Keempat hal di atas akan menghasilkan OTORITAS.

Kepemimpinan pembapaan berbicara mengenai kepemimpinan yang:

    1. Menjadi model atau teladan dalam kehidupan sehari-hari.
    2. Terbuka, rendah hati dan orang lain dapat melihat kehidupan pribadinya dengan keluarga.
    3. Yakin akan panggilan Tuhan dalam hidupnya.
    4. Selalu hadir dan ada kala dibutuhkan.

Tanda seorang “ayah atau bapa rohani” dapat kita lihat ciri khas seperti fleksibel ( tidak takut berbuat salah), dapat diandalkan, dapat dipercaya, lemah lembut dan rendah hati (tidak memaksakan kehendak).

Mari kita lihat definisi seorang ayah atau bapa, dalam bahasa Ibrani adalah Abba, ini merupakan sebutan atau titel dan arti kata ini adalah sumber atau pemelihara. Sedang dalam bahasa Yunani adalah Pater yang berarti sumber dan pemelihara (yang mendukung). Kata Bapa disebut juga sebagai fondasi dari semuanya.

Bila seseorang kehilangan figur “ayah” maka ia akan kehilangan identitas diri, kasih sayang dan tujuan hidup.
Visi kita adalah membangkitkan sumber-sumber yang baik untuk menghasilkan anak-anak atau generasi yang baik kini.

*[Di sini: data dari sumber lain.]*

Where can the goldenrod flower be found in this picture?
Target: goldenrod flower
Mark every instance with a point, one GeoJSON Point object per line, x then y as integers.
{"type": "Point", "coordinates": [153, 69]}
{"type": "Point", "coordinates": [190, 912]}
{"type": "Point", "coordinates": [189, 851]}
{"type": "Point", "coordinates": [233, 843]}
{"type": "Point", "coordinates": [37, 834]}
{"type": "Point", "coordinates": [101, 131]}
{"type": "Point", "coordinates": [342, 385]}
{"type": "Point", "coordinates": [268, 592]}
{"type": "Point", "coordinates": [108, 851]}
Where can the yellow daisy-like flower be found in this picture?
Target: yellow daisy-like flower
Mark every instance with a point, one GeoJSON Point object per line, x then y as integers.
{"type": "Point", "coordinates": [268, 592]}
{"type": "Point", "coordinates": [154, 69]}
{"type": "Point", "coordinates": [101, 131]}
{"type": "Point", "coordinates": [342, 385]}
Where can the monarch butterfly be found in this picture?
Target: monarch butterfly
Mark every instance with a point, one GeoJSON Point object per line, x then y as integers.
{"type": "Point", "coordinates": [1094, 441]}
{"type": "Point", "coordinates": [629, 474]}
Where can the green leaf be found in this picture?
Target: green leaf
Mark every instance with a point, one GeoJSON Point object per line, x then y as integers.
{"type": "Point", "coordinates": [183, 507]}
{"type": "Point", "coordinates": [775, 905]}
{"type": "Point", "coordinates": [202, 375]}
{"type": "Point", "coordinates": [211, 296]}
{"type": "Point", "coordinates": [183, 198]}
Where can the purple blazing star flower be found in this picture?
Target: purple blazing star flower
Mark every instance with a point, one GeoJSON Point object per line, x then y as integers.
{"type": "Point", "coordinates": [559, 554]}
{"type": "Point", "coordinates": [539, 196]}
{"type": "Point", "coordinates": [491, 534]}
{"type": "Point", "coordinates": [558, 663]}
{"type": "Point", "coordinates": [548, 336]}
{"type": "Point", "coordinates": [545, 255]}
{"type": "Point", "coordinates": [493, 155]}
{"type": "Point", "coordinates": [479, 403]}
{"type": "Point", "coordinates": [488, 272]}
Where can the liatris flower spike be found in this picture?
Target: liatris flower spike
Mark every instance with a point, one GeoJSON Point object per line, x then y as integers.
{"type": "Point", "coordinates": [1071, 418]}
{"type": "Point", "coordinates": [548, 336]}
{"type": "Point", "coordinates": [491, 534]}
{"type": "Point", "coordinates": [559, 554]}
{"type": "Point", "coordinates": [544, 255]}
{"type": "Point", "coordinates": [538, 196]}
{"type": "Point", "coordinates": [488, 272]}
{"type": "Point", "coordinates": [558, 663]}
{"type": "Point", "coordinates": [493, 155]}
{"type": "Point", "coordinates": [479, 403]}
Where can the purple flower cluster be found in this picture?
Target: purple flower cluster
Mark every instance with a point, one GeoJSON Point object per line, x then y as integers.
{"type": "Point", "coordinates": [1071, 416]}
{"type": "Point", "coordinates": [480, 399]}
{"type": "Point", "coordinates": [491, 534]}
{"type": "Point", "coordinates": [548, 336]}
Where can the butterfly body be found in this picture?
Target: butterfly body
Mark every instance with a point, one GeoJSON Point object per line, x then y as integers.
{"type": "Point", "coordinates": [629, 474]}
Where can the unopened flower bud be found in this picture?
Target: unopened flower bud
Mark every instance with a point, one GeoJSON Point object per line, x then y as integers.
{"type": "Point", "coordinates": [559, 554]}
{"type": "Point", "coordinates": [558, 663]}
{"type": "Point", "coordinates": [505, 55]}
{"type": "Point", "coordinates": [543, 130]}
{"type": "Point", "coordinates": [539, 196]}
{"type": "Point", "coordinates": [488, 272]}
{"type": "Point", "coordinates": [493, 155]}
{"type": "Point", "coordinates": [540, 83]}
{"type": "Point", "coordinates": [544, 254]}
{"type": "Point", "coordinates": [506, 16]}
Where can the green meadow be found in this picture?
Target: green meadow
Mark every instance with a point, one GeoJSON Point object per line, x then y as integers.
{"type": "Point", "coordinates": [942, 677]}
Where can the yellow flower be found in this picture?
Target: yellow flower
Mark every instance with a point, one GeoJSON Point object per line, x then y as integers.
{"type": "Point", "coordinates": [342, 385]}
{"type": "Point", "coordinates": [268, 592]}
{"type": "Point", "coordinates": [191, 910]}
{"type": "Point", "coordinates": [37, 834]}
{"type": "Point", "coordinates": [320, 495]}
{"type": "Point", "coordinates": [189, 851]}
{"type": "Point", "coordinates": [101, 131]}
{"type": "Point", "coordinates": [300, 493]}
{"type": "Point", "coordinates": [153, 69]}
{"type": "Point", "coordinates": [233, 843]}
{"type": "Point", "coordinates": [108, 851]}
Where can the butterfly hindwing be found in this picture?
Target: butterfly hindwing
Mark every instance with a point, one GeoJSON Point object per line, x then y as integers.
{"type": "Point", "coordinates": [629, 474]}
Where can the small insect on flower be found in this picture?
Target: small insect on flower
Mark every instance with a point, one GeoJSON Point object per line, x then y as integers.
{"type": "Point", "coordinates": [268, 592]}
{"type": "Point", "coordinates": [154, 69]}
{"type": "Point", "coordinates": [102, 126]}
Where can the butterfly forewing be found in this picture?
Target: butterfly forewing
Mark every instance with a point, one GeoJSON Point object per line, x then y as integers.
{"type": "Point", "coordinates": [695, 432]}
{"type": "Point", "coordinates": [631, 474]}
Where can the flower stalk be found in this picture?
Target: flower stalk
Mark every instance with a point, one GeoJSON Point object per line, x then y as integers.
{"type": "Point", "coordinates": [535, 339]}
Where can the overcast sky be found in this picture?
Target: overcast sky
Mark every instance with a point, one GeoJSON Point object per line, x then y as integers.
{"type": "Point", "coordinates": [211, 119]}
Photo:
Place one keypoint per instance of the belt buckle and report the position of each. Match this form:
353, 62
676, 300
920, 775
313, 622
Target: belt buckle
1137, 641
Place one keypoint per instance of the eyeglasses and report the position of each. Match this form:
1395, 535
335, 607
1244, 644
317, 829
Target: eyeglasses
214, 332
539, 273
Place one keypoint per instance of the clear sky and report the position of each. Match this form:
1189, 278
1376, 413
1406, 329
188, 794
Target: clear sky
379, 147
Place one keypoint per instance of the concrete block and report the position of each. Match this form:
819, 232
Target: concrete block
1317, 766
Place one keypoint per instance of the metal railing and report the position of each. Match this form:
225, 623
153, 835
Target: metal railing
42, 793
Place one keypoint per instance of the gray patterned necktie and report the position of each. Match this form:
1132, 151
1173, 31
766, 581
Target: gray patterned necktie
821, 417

Fungsi “ayah” (bapa) adalah:

    1. Memberikan rasa aman.
Rasa aman adalah kebutuhan manusia secara naluri sejak bayi. Seorang bayi secara naluriah selalu memegang erat setiap tangan yang diulurkan kepadanya. Alkitab menasehatkan kita agar jangan takut, ini menunjukkan  bahwa Tuhan memberikan rasa aman kepada kita. Gereja seharusnya dapat berfungsi sebagai ayah dan ibu. 1 Tesalonika
2:7-12, “Tetapi kami berlaku ramah di antara kamu, sama seperti seorang ibu mengasuh dan merawati anaknya. Demikianlah kami, dalam kasih sayang yang besar akan kamu, bukan saja rela membagi Injil Allah dengan kamu, tetapi juga hidup kami sendiri dengan kamu, karena kamu telah kami kasihi. Sebab kamu masih ingat, saudara-saudara, akan usaha dan jerih lelah kami. Sementara kami bekerja siang malam, supaya jangan menjadi beban bagi siapa pun juga di antara kamu, kami memberitakan Injil Allah kepada kamu. Kamu adalah saksi, demikian juga Allah, betapa saleh, adil dan tak bercacatnya kami berlaku di antara kamu, yang percaya. Kamu tahu, betapa kami, seperti bapa terhadap anak-anaknya, telah menasihati kamu dan menguatkan hatimu seorang demi seorang, dan meminta dengan sangat, supaya kamu hidup sesuai dengan kehendak Allah, yang memanggil kamu ke dalam Kerajaan dan kemuliaan-Nya.”
Fungsi ibu adalah menasehati dan menguatkan hati agar anak berani mengambil keputusan dan menjadi percaya diri. Seorang ibu yang meminta dengan sangat atau mendisiplin supaya anak Tuhan, tanpa mempermalukan anaknya. 1 Korintus 4:14-15, ”Hal ini kutuliskan bukan untuk memalukan kamu, tetapi untuk menegor kamu sebagai anak-anakku yang kukasihi. Sebab sekalipun kamu mempunyai beribu-ribu pendidik dalam Kristus, kamu tidak mempunyai banyak bapa. Karena akulah yang dalam Kristus Yesus telah menjadi bapamu oleh Injil yang kuberitakan kepadamu.”
Orangtua, ayah dan ibu membentuk karakter anak-anaknya.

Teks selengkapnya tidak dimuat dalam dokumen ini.